В эту ночь Калашников узнал для себя много нового. Он узнал, что в балете у нас больше народных, чем в драматических, потому что они играют молча, не распускают язык, а язык в наше время не только до Киева доведет, он доводит значительно дальше.

И еще он узнал, что в нашей стране любой спрос моментально загоняет товар под прилавок, поэтому человек здравомыслящий предпочитает находиться по ту сторону прилавка, откуда товар виден, а не по ту, откуда его не видать.

И уж совсем ненужные сведения: оказывается, эту их Дездемону недодушили в двух театрах и теперь она подалась в третий, но там у нее жизнь уже не та: не с директором, не с главным режиссером, а всего лишь с помощником администратора.

 

11

Теперь Калашников часто бывал в театре. Верней, в театральном буфете, где он был нужнее, чем в какой-нибудь ложе-бенуар.

Когда он пришел туда в первый раз, к театру тянулась длиннющая очередь. Тянутся люди к искусству, подумал Калашников.

Но оказалось, что очередь тянулась не к театру, а от театра. Не к искусству, а от искусства. Там, в направлении от театра, был гастроном.

Сквозь удивленные взгляды он пробивался навстречу движению очереди, затем, уже внутри театра, долго блуждал по коридорам и лестницам и неожиданно оказался на сцене. И тоже увидел очередь.

Сначала он подумал, что раз очередь, где-то поблизости должен быть буфет. Но это оказалась совсем не та очередь.

По замыслу автора, а впоследствии режиссера, очередь на сцене изображала жизнь. Но в отличие от жизни, которая, как известно, движется от начала к концу, эта очередь двигалась от конца к началу, и в этом был ее высокий жизнеутверждающий смысл. Хоть искусство и отражает жизнь, но оно должно быть жизнеутверждающим.

Все было, как в жизни. Одни приходили и становились в самый конец, а те, чья очередь подошла, уходили со сцены. Они затем и стояли, чтобы уйти со сцены. Глупо, конечно: прийти, чтоб уйти.
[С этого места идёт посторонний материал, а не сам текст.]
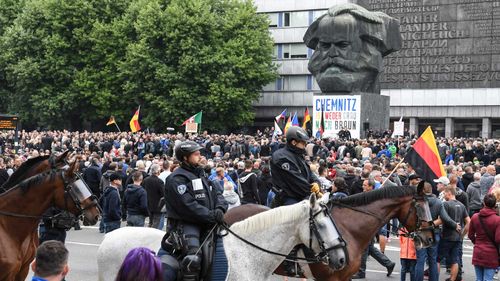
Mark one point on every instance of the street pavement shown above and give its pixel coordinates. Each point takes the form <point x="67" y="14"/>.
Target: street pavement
<point x="83" y="245"/>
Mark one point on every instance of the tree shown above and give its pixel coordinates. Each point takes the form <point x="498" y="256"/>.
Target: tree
<point x="45" y="50"/>
<point x="72" y="61"/>
<point x="192" y="55"/>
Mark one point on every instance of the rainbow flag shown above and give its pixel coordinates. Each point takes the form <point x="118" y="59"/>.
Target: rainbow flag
<point x="134" y="122"/>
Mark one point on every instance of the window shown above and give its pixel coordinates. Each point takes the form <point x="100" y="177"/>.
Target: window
<point x="270" y="87"/>
<point x="294" y="83"/>
<point x="299" y="19"/>
<point x="296" y="19"/>
<point x="273" y="17"/>
<point x="319" y="13"/>
<point x="294" y="51"/>
<point x="275" y="52"/>
<point x="287" y="19"/>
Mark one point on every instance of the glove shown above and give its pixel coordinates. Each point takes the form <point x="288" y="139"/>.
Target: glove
<point x="219" y="216"/>
<point x="316" y="189"/>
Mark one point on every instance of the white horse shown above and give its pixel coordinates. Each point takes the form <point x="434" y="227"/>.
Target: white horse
<point x="277" y="230"/>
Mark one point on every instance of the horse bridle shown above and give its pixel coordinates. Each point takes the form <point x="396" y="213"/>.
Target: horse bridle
<point x="67" y="188"/>
<point x="313" y="229"/>
<point x="322" y="256"/>
<point x="67" y="193"/>
<point x="419" y="228"/>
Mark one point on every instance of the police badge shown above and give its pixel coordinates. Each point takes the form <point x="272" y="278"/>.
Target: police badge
<point x="285" y="166"/>
<point x="181" y="189"/>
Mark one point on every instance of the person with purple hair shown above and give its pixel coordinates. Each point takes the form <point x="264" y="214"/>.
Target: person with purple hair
<point x="140" y="264"/>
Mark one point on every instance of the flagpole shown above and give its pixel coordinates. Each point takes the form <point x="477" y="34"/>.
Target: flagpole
<point x="395" y="168"/>
<point x="201" y="121"/>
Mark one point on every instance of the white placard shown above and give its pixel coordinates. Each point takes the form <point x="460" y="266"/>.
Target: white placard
<point x="191" y="127"/>
<point x="399" y="128"/>
<point x="339" y="112"/>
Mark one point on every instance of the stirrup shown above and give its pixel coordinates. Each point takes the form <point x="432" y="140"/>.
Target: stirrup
<point x="293" y="269"/>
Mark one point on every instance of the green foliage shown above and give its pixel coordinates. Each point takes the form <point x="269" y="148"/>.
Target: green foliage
<point x="65" y="62"/>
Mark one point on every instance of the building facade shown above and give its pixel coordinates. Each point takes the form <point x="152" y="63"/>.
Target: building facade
<point x="447" y="75"/>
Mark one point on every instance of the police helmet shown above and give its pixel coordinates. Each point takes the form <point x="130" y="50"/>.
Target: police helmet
<point x="296" y="133"/>
<point x="185" y="148"/>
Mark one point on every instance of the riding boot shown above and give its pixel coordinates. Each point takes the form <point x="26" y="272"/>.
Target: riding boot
<point x="292" y="268"/>
<point x="191" y="263"/>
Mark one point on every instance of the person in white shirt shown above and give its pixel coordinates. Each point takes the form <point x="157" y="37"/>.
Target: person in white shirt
<point x="166" y="171"/>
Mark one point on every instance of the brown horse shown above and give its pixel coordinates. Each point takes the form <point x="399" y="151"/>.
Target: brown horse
<point x="22" y="207"/>
<point x="34" y="166"/>
<point x="359" y="218"/>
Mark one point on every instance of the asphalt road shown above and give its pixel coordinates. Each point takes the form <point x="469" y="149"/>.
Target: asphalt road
<point x="83" y="246"/>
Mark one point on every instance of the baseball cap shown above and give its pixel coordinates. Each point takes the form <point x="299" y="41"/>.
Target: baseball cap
<point x="114" y="176"/>
<point x="414" y="177"/>
<point x="443" y="180"/>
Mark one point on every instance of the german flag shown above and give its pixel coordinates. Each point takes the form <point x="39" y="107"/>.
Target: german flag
<point x="288" y="123"/>
<point x="134" y="122"/>
<point x="111" y="121"/>
<point x="424" y="157"/>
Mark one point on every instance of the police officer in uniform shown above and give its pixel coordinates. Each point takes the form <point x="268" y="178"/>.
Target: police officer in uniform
<point x="193" y="206"/>
<point x="293" y="179"/>
<point x="291" y="174"/>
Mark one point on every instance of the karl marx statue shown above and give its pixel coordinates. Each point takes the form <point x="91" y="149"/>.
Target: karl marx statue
<point x="349" y="43"/>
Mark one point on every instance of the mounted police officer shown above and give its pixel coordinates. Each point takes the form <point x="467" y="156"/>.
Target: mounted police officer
<point x="193" y="207"/>
<point x="291" y="174"/>
<point x="293" y="179"/>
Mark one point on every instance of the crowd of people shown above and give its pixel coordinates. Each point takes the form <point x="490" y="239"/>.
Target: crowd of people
<point x="128" y="173"/>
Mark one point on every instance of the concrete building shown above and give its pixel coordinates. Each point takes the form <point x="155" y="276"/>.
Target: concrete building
<point x="458" y="93"/>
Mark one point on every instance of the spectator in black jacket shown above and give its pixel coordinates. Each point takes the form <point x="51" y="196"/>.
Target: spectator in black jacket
<point x="155" y="192"/>
<point x="3" y="173"/>
<point x="111" y="205"/>
<point x="92" y="175"/>
<point x="249" y="184"/>
<point x="265" y="184"/>
<point x="135" y="202"/>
Кто-то доказывал, что он здесь стоял, но его никто не видел. Даже девушка, за которой он стоял, не помнила его. Она помнила другого, который как раз не стоял, но девушка говорила, что он за ней, только за ней и ни за кем больше.
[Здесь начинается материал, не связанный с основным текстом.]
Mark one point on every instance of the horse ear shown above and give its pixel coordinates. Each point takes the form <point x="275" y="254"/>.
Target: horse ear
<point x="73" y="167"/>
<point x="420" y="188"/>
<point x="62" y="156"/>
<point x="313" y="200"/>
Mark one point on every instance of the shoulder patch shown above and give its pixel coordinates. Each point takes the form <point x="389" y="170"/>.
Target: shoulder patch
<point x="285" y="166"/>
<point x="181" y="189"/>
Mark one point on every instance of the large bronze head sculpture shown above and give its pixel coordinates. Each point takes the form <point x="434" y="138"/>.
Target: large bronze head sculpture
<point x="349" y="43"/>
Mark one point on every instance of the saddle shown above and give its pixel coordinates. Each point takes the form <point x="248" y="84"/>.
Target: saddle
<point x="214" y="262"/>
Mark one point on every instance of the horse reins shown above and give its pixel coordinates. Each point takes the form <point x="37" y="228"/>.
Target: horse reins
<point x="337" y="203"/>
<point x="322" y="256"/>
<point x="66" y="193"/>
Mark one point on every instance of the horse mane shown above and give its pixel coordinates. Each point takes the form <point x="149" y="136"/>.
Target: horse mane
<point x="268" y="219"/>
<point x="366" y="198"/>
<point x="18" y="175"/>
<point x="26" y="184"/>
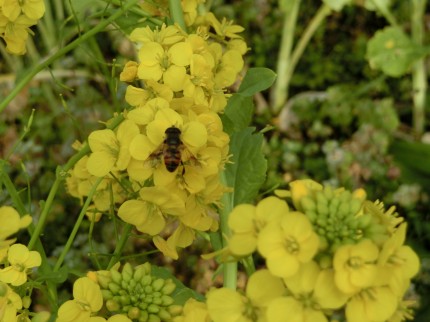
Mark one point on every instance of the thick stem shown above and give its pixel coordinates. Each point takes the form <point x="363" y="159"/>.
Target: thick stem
<point x="280" y="90"/>
<point x="419" y="75"/>
<point x="282" y="87"/>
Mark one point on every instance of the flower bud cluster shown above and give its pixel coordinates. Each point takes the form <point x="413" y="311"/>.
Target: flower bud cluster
<point x="138" y="294"/>
<point x="16" y="18"/>
<point x="163" y="161"/>
<point x="331" y="251"/>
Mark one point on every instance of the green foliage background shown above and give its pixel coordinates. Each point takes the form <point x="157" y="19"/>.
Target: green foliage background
<point x="344" y="123"/>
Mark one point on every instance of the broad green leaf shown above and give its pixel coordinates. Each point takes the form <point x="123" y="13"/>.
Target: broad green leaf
<point x="256" y="80"/>
<point x="247" y="170"/>
<point x="393" y="52"/>
<point x="238" y="113"/>
<point x="337" y="5"/>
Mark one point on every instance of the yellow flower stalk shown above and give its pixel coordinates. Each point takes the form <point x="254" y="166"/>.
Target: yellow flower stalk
<point x="20" y="260"/>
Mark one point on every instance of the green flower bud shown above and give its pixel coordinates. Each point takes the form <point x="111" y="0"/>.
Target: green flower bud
<point x="26" y="302"/>
<point x="164" y="315"/>
<point x="148" y="289"/>
<point x="112" y="305"/>
<point x="168" y="288"/>
<point x="175" y="310"/>
<point x="139" y="273"/>
<point x="158" y="284"/>
<point x="144" y="316"/>
<point x="3" y="289"/>
<point x="115" y="288"/>
<point x="116" y="276"/>
<point x="127" y="272"/>
<point x="148" y="299"/>
<point x="103" y="279"/>
<point x="153" y="308"/>
<point x="107" y="295"/>
<point x="166" y="300"/>
<point x="157" y="300"/>
<point x="308" y="204"/>
<point x="146" y="280"/>
<point x="356" y="205"/>
<point x="125" y="299"/>
<point x="312" y="216"/>
<point x="154" y="318"/>
<point x="133" y="313"/>
<point x="344" y="210"/>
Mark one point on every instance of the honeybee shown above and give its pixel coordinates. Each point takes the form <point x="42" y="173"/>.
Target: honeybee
<point x="172" y="148"/>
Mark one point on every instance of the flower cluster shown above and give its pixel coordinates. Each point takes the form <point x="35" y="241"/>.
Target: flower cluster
<point x="134" y="294"/>
<point x="16" y="262"/>
<point x="334" y="255"/>
<point x="162" y="164"/>
<point x="16" y="18"/>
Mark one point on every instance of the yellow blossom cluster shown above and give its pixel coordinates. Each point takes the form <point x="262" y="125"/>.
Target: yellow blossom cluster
<point x="16" y="262"/>
<point x="334" y="252"/>
<point x="16" y="18"/>
<point x="162" y="163"/>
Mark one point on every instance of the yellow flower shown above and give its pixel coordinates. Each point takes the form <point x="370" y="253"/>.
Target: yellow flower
<point x="155" y="61"/>
<point x="398" y="261"/>
<point x="10" y="302"/>
<point x="313" y="290"/>
<point x="166" y="36"/>
<point x="287" y="244"/>
<point x="224" y="28"/>
<point x="129" y="73"/>
<point x="290" y="307"/>
<point x="33" y="9"/>
<point x="15" y="33"/>
<point x="148" y="213"/>
<point x="109" y="150"/>
<point x="302" y="188"/>
<point x="355" y="267"/>
<point x="193" y="311"/>
<point x="20" y="260"/>
<point x="87" y="300"/>
<point x="245" y="222"/>
<point x="371" y="305"/>
<point x="11" y="223"/>
<point x="228" y="305"/>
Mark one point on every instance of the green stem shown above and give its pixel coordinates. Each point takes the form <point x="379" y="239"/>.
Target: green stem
<point x="60" y="53"/>
<point x="279" y="92"/>
<point x="60" y="175"/>
<point x="419" y="75"/>
<point x="77" y="225"/>
<point x="177" y="14"/>
<point x="385" y="12"/>
<point x="282" y="88"/>
<point x="120" y="245"/>
<point x="229" y="268"/>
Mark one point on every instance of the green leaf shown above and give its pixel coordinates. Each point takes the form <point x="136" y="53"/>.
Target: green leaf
<point x="376" y="5"/>
<point x="247" y="170"/>
<point x="57" y="277"/>
<point x="393" y="52"/>
<point x="238" y="113"/>
<point x="256" y="80"/>
<point x="337" y="5"/>
<point x="413" y="159"/>
<point x="182" y="293"/>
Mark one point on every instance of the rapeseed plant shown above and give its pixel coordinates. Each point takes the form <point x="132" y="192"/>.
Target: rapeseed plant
<point x="326" y="254"/>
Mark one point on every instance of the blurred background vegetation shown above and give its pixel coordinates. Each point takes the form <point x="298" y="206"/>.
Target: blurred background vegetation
<point x="344" y="123"/>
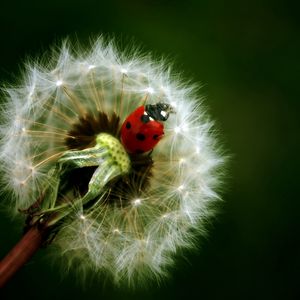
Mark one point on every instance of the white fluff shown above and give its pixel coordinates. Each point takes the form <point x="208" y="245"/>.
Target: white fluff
<point x="138" y="241"/>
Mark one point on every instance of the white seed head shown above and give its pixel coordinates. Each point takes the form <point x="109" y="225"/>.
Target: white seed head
<point x="132" y="241"/>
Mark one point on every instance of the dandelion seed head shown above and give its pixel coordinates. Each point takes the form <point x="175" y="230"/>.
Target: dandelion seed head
<point x="139" y="221"/>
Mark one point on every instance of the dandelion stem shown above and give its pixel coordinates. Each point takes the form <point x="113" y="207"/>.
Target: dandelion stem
<point x="22" y="252"/>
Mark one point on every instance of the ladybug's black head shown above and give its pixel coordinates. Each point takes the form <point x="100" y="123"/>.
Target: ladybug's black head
<point x="159" y="111"/>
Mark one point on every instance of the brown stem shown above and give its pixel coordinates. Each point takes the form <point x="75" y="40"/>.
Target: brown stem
<point x="22" y="252"/>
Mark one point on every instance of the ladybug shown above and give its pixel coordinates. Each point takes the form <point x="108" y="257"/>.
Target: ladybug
<point x="143" y="128"/>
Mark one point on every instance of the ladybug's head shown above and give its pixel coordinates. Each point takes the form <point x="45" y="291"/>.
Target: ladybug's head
<point x="159" y="111"/>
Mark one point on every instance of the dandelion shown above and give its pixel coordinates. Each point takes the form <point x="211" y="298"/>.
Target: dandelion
<point x="108" y="208"/>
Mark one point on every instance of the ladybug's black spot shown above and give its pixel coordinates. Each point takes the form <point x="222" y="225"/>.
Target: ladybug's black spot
<point x="140" y="136"/>
<point x="145" y="118"/>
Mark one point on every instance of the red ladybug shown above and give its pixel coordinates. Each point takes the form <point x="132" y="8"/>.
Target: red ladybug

Задние старались пробиться вперед, хотя это приближало их уход со сцены. Все интересовались: что дают? — но на этот главный философский вопрос не было ответа.

Режиссер ходил из конца в конец очереди и доказывал ей, что такое воплощенный замысел. Сначала вроде пусто, ничего нет, один только замысел и ничего больше. А потом этот замысел начинает облекаться в плоть, приобретать конкретные, реальные формы…

Калашников оторопел: да это же он, Калашников! Это он замысел, облеченный в плоть! Как он там резвился в горах, когда был бесплотным, безответственным замыслом! Что скажут — повторит. Замысел ни за что не отвечает. Он может даже повторить то, что давным-давно сказано в науке, в литературе, и его никто не осудит, потому что он пока только замысел. Но если воплотился — это уже плагиат.

Конечно, замыслу легче: за него спросят с автора. А кто автор Калашникова? Неизвестно. Существует воплощенный замысел, а кто автор неизвестно. За него никому ни лавров, ни взыскания — будто его вовсе нет.

Нужно верить, говорил режиссер. Очередь должна верить, что она очередь, чтобы ей поверил зрительный зал, чтоб ему самому захотелось стать в эту очередь.

В горах у Калашникова был ручеек. Он сбегал по склону горы, в полной уверенности, что впадает в речку. Но внизу не было речки, там была трясина, в которой бесследно исчезал ручеек. Но он об этом не знал и продолжал весело бежать по склону.

Потом ему объяснили его заблуждение. Правда восторжествовала, но он перестал торжествовать. Он больше не верил в речку, а в трясину верить не хотелось, и он засох от печали и разочарования. И склон, по которому он бежал, высох, потому что некому было его орошать.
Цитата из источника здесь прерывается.